Re: [PATCH v5 3/6] x86/sev-es: Split up runtime #VC handler for correct state tracking

From: Peter Zijlstra
Date: Wed Jun 16 2021 - 12:23:07 EST


On Mon, Jun 14, 2021 at 03:53:24PM +0200, Joerg Roedel wrote:

> --- a/arch/x86/entry/entry_64.S
> +++ b/arch/x86/entry/entry_64.S
> @@ -506,7 +506,7 @@ SYM_CODE_START(\asmsym)
>
> movq %rsp, %rdi /* pt_regs pointer */
>
> - call \cfunc
> + call kernel_\cfunc
>
> /*
> * No need to switch back to the IST stack. The current stack is either
> @@ -517,7 +517,7 @@ SYM_CODE_START(\asmsym)
>
> /* Switch to the regular task stack */
> .Lfrom_usermode_switch_stack_\@:
> - idtentry_body safe_stack_\cfunc, has_error_code=1
> + idtentry_body user_\cfunc, has_error_code=1
>
> _ASM_NOKPROBE(\asmsym)
> SYM_CODE_END(\asmsym)

Consistency with idtentry_mce_db would seem to suggest using \cfunc and
noist_\cfunc.

amluto, tglx: do we have strong feelings on consistency?

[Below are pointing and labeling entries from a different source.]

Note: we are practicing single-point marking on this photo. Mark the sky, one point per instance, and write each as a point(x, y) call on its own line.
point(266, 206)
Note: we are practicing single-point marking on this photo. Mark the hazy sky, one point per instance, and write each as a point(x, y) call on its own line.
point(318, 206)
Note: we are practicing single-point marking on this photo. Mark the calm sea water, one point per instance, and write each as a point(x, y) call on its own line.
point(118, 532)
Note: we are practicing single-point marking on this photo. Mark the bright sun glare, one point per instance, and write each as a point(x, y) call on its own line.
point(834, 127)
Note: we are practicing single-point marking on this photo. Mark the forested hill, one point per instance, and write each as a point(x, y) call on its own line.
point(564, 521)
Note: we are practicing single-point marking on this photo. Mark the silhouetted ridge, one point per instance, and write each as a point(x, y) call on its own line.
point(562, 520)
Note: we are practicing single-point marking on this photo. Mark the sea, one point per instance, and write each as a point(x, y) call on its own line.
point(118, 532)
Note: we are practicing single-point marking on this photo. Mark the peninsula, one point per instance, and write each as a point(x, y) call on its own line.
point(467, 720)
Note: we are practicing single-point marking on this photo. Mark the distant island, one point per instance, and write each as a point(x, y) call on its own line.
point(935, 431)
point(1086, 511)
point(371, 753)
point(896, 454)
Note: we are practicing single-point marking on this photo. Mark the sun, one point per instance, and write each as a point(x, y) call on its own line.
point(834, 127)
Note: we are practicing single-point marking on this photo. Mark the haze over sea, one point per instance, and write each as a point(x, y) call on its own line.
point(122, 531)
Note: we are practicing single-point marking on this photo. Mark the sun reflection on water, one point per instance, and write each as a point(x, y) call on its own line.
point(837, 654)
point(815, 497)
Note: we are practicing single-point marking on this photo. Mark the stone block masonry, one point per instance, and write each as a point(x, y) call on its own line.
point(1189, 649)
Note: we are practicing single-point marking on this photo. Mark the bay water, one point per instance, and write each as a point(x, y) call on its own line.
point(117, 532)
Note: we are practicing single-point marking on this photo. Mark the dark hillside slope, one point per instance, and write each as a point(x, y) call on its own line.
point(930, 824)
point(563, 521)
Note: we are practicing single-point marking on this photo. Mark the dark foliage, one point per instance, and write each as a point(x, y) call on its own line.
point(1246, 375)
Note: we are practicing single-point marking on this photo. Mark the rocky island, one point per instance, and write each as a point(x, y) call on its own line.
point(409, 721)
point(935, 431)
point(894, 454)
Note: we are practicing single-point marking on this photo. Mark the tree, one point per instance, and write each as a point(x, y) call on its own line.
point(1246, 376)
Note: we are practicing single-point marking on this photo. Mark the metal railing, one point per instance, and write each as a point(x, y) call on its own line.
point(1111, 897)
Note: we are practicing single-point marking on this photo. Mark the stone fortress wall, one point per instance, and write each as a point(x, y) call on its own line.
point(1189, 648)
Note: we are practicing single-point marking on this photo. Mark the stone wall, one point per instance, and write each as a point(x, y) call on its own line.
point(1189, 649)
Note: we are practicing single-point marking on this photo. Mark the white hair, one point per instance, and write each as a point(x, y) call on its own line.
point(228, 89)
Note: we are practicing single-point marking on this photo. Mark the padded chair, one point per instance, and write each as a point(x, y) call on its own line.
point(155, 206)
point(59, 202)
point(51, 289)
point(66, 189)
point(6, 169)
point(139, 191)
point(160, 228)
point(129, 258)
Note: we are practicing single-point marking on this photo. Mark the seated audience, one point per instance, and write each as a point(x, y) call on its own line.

> +static bool noinstr vc_check_and_handle_db(struct pt_regs *regs, unsigned long error_code)
> +{
> + if (likely(error_code != SVM_EXIT_EXCP_BASE + X86_TRAP_DB))
> + return false;
>
> + vc_handle_trap_db(regs);

It's a bit sad this does user_mode(regs) again.

> +
> + return true;
> +}

Maybe something like:

static __always_inline bool vc_is_db(unsigned long error_code)
{
return error_code == SVM_EXIT_EXCP_BASE + X86_TRAP_DB;
}

> +
> +/*
> + * Runtime #VC exception handler when raised from kernel mode. Runs in NMI mode
> + * and will panic when an error happens.
> + */
> +DEFINE_IDTENTRY_VC_KERNEL(exc_vmm_communication)
> +{
> + irqentry_state_t irq_state;
>
> + /*
> + * With the current implementation it is always possible to switch to a
> + * safe stack because #VC exceptions only happen at known places, like
> + * intercepted instructions or accesses to MMIO areas/IO ports. They can
> + * also happen with code instrumentation when the hypervisor intercepts
> + * #DB, but the critical paths are forbidden to be instrumented, so #DB
> + * exceptions currently also only happen in safe places.
> + *
> + * But keep this here in case the noinstr annotations are violated due
> + * to bug elsewhere.
> + */
> + if (unlikely(on_vc_fallback_stack(regs))) {
> + instrumentation_begin();
> + panic("Can't handle #VC exception from unsupported context\n");
> + instrumentation_end();
> + }
> +
> + /*
> + * Handle #DB before calling into !noinstr code to avoid recursive #DB.
> + */
> + if (vc_check_and_handle_db(regs, error_code))
> + return;

if (vc_is_db(error_core)) {
exc_debug(regs);
return;
}

> +
> + irq_state = irqentry_nmi_enter(regs);
> +
> + instrumentation_begin();
> +
> + if (!vc_raw_handle_exception(regs, error_code)) {
> /* Show some debug info */
> show_regs(regs);
>
> @@ -1443,23 +1448,38 @@ DEFINE_IDTENTRY_VC_SAFE_STACK(exc_vmm_communication)
> panic("Returned from Terminate-Request to Hypervisor\n");
> }
>
> + instrumentation_end();
> + irqentry_nmi_exit(regs, irq_state);
> }
>
> +/*
> + * Runtime #VC exception handler when raised from user mode. Runs in IRQ mode
> + * and will kill the current task with SIGBUS when an error happens.
> + */
> +DEFINE_IDTENTRY_VC_USER(exc_vmm_communication)
> {
> + irqentry_state_t irq_state;
> +
> + /*
> + * Handle #DB before calling into !noinstr code to avoid recursive #DB.
> + */
> + if (vc_check_and_handle_db(regs, error_code))
> + return;

if (vs_is_db(error_code)) {
noist_exc_debug(regs);
return;
}

> +
> + irq_state = irqentry_enter(regs);
> instrumentation_begin();
>
> + if (!vc_raw_handle_exception(regs, error_code)) {
> + /*
> + * Do not kill the machine if user-space triggered the
> + * exception. Send SIGBUS instead and let user-space deal with
> + * it.
> + */
> + force_sig_fault(SIGBUS, BUS_OBJERR, (void __user *)0);
> + }
> +
> + instrumentation_end();
> + irqentry_exit(regs, irq_state);
> }

Other than that, this seems *much* nicer. Thanks!